La confessione - Prodi spiega: "Una moneta comune va difesa con strumenti comuni. Occorre che la Bce sia autorizzata a fare il proprio lavoro, come lo fa la Fed (Federal Reserve, la banca centrale degli Stati Unti, ndr). E occorre che gli eurobond - aggiunge -, garantiti dall'oro delle banche centrali nazionali, consentano non solo di difendere il debito, ma anche di rilanciare gli investimenti, come hanno fatto Cina e Usa nel momento del bisogno". Passi per gli eurobond difficilmente ipotizzabili agli albori dell'euro, ma com'è che adesso il Professore di Bologna ci viene a dire che serviva ben altra regolamentazione per garantire la stabilità (oggi sarebbe meglio dire la sopravvivenza) della moneta unica? Non poteva pensarci prima, quando il Vecchio Continente e con lui l'Italia da lui governata si imbarcavano in un avventura che a breve potrebbe rivelarsi suicida?
"Un progetto incompiuto" - Prodi prende poi atto del fallimento comunitario e aggunge: "Diciamo che siamo di fronte alla necessità di una rifondazione. Dobbiamo prendere atto dell'incompiutezza di quel progetto e portarlo a termine. Del resto anche allora lo andavo dicendo che non si poteva avere una politica monetaria unica senza una politica economica comune. Ma la reazione, di Kohl come di Chirac, fu netta: è meglio rinviare la fase due". Insomma Prodi lo aveva detto ai suoi colleghi che il sistema non avrebbe potuto funzionare, ma ci ha ugualmente condotto dritti dritti verso l'abbraccio asfissiante dell'euro. L'ex premier prosegue sottolinando come "l'Europa è cambiata. E' cominciata l'era della Grande Paura. Paura della globalizzazione. Paura della Cina. Paura del futuro. E la Germania si è fatta paladina di queste paure. Così tutto il processo si è rallentato. E quando è arrivata la tempesta non solo mancavano gli strumenti per affrontarla, ma anche la voglia di uscire dai porticcioli protetti dagli egoismi nazionali".
Badilate su Merkel e Sarkò - Prodi sposta così il mirino e riconosce i demeriti dell'attuale asse franco-tedesco, che sotto la folle guida imposta da Berlino sta conducendo l'Europa verso il tracollo. Prodi spiega che i tanti errori della coppia Angela-Nicolas non sono evitabili "se governano in base ai sondaggi di opinione". Quindi l'autocelebrazione del Mortadella. "Io l'ho fatto: dalle carceri, alla politica di cittadinanza, all'immigrazione.

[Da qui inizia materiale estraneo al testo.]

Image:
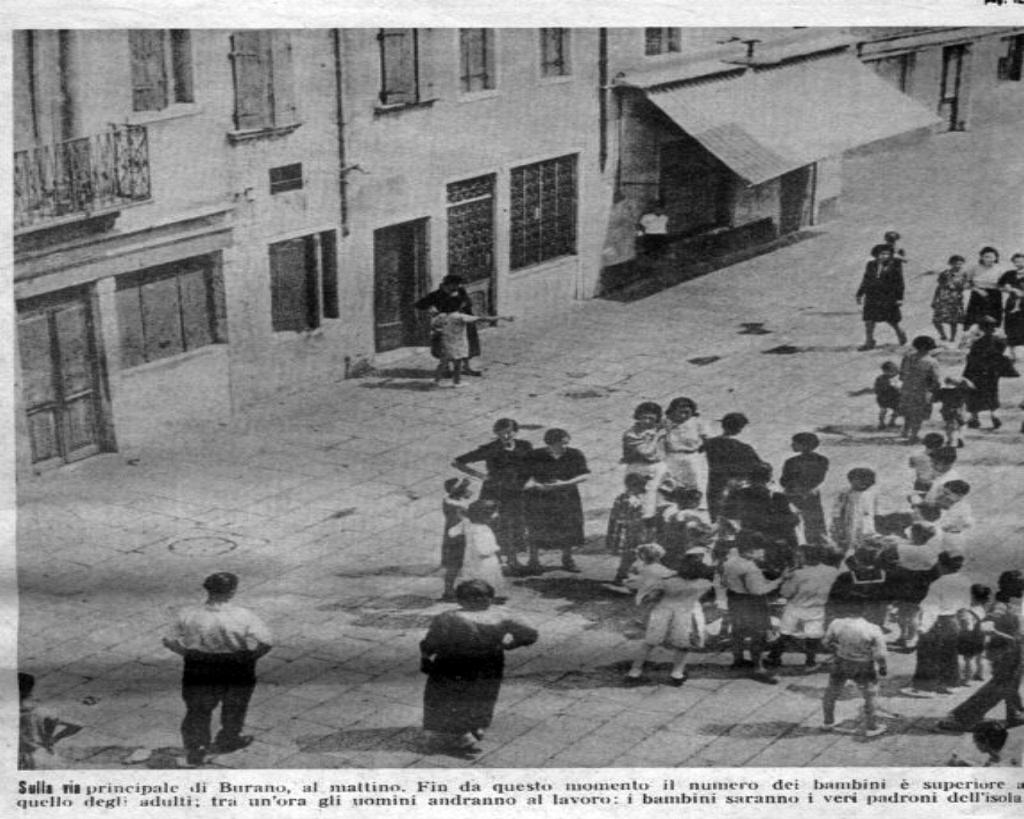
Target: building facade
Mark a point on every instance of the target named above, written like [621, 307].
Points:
[206, 218]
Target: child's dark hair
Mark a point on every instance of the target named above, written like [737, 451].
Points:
[647, 408]
[989, 735]
[861, 474]
[981, 593]
[503, 424]
[452, 485]
[807, 441]
[635, 482]
[481, 511]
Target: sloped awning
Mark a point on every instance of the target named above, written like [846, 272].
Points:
[771, 120]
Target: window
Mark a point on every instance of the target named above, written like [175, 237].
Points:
[264, 96]
[1011, 67]
[660, 41]
[287, 177]
[544, 205]
[476, 48]
[471, 228]
[554, 52]
[303, 282]
[897, 70]
[161, 68]
[168, 310]
[399, 67]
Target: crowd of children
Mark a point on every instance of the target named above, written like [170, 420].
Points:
[766, 562]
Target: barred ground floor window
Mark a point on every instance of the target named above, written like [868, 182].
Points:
[543, 211]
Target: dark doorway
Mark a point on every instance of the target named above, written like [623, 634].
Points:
[60, 378]
[796, 200]
[399, 278]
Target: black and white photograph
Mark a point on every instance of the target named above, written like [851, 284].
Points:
[518, 397]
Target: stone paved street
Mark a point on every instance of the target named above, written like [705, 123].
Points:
[327, 504]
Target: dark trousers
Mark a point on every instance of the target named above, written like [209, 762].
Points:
[1004, 685]
[938, 663]
[210, 681]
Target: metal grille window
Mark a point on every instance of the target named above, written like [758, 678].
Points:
[287, 177]
[399, 67]
[554, 52]
[264, 93]
[471, 228]
[1011, 67]
[303, 282]
[660, 41]
[476, 49]
[168, 310]
[544, 207]
[161, 68]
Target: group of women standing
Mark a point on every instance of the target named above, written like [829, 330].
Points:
[537, 491]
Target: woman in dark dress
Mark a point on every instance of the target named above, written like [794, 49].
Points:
[881, 293]
[986, 363]
[506, 461]
[463, 656]
[554, 511]
[452, 297]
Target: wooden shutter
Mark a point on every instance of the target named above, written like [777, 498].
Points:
[148, 74]
[398, 67]
[283, 85]
[251, 65]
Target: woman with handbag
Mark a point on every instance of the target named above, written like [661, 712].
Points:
[986, 363]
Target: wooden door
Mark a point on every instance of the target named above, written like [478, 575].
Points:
[399, 273]
[60, 381]
[952, 79]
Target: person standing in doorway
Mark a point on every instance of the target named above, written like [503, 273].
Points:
[881, 294]
[452, 297]
[220, 644]
[652, 230]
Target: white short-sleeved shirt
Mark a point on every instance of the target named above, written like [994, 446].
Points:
[219, 629]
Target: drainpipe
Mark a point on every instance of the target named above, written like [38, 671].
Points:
[602, 82]
[340, 113]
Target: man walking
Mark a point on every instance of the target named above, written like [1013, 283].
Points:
[220, 643]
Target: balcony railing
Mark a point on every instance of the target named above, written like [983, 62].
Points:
[81, 176]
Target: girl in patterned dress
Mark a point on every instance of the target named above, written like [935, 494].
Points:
[947, 303]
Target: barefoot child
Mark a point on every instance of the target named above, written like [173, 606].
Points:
[859, 647]
[457, 494]
[674, 621]
[887, 394]
[627, 526]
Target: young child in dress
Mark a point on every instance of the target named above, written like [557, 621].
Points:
[860, 653]
[855, 510]
[479, 560]
[676, 620]
[887, 394]
[947, 303]
[806, 592]
[457, 498]
[971, 640]
[643, 450]
[952, 397]
[39, 729]
[627, 526]
[454, 347]
[923, 465]
[802, 476]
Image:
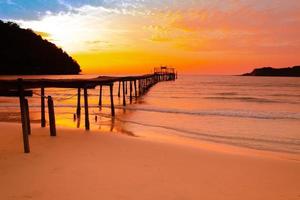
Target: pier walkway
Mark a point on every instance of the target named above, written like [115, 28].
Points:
[23, 88]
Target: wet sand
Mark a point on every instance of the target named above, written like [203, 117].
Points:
[98, 165]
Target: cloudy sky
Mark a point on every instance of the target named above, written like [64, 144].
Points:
[196, 36]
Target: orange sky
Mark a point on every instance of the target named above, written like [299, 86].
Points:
[204, 37]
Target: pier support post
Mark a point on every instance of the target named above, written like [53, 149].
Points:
[135, 89]
[119, 91]
[112, 106]
[124, 95]
[86, 109]
[78, 102]
[23, 117]
[100, 96]
[51, 117]
[43, 118]
[27, 116]
[130, 91]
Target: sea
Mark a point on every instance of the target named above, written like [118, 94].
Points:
[261, 113]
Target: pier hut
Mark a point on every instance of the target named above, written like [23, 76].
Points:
[23, 88]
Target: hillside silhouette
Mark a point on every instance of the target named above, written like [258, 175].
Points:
[269, 71]
[23, 52]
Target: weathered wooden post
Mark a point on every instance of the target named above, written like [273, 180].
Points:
[135, 89]
[78, 102]
[27, 116]
[100, 96]
[23, 116]
[86, 109]
[51, 116]
[119, 91]
[124, 95]
[130, 91]
[43, 118]
[112, 106]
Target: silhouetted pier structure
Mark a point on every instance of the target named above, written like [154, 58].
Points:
[23, 88]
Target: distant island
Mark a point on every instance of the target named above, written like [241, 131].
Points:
[23, 52]
[269, 71]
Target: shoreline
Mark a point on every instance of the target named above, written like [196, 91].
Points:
[92, 165]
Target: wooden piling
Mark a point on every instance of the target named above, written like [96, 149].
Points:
[23, 117]
[78, 102]
[100, 96]
[124, 95]
[130, 91]
[43, 118]
[135, 89]
[51, 116]
[27, 116]
[86, 109]
[112, 106]
[119, 91]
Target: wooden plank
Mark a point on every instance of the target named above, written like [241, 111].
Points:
[124, 94]
[86, 109]
[51, 116]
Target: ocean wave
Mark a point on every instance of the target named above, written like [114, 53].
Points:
[278, 145]
[224, 113]
[217, 113]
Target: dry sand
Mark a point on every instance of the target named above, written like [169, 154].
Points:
[93, 165]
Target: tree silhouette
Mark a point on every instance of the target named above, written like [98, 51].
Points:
[24, 52]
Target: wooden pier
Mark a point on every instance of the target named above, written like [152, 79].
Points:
[22, 88]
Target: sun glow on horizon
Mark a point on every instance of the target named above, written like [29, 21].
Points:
[194, 37]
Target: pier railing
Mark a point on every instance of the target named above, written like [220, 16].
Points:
[22, 88]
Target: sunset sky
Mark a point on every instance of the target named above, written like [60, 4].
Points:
[195, 36]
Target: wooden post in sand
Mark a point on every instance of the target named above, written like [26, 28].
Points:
[27, 116]
[130, 91]
[119, 91]
[51, 116]
[124, 95]
[23, 116]
[112, 106]
[86, 109]
[135, 89]
[43, 118]
[78, 112]
[100, 96]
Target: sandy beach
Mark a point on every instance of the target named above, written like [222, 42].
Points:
[96, 165]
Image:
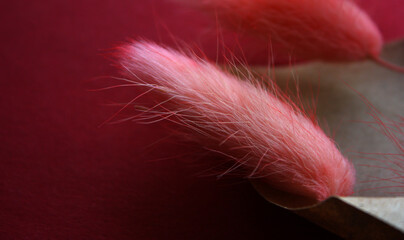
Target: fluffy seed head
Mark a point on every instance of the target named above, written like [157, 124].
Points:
[267, 137]
[312, 29]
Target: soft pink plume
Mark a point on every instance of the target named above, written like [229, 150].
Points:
[310, 29]
[268, 138]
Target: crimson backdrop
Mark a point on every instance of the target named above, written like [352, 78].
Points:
[62, 177]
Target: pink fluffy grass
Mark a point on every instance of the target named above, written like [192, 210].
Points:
[270, 139]
[334, 30]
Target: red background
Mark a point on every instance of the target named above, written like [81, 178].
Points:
[62, 177]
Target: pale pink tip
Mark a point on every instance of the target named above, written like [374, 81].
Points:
[311, 29]
[265, 136]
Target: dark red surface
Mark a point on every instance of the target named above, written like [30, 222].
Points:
[62, 177]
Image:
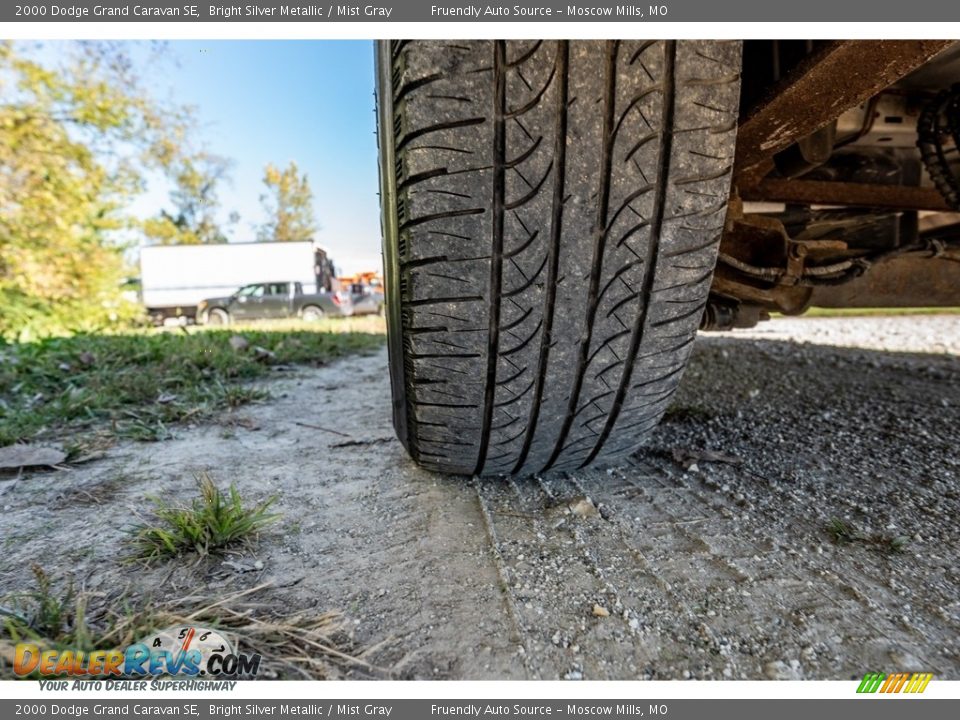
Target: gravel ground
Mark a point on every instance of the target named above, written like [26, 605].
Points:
[795, 517]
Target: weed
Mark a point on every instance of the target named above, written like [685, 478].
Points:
[210, 523]
[141, 384]
[842, 533]
[302, 645]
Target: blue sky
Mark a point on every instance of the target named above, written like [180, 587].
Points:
[274, 101]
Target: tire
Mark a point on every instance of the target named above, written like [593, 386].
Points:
[218, 316]
[312, 313]
[551, 216]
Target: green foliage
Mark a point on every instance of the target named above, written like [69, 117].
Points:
[75, 138]
[289, 205]
[142, 384]
[195, 200]
[213, 521]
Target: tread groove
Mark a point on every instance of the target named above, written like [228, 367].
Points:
[653, 246]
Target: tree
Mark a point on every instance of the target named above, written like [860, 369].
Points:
[288, 203]
[74, 141]
[195, 200]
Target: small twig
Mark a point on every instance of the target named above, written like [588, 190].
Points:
[318, 427]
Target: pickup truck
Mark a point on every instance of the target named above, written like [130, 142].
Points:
[272, 301]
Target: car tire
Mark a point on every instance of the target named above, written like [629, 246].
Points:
[218, 317]
[312, 313]
[551, 216]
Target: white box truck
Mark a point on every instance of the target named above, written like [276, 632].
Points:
[174, 278]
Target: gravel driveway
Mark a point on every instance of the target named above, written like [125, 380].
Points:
[794, 517]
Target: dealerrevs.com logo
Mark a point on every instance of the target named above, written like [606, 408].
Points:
[183, 651]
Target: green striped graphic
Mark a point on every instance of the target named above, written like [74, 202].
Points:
[871, 682]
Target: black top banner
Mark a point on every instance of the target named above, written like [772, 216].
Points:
[465, 11]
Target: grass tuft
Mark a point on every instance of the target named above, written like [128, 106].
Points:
[213, 521]
[57, 616]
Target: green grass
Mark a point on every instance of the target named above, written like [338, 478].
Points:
[142, 383]
[213, 521]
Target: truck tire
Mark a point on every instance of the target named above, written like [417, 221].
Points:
[551, 216]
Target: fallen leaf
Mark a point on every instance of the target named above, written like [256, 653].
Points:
[18, 456]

E ne ho pagato il prezzo. Ma non ho rimpianti". Quindi ancora badilate sulla Francia, che "ha voluto contenere da sola la Germania senza averne il peso. Questo direttorio a due - sentenzia Prodi - ha rovinato l'Europa, perché in realtà a comandare è solo la Germania. E Berlino insegue solo il suo interesse immediato" anche se "per la Germania l'uscita dall'euro sarebbe una tragedia mai vista".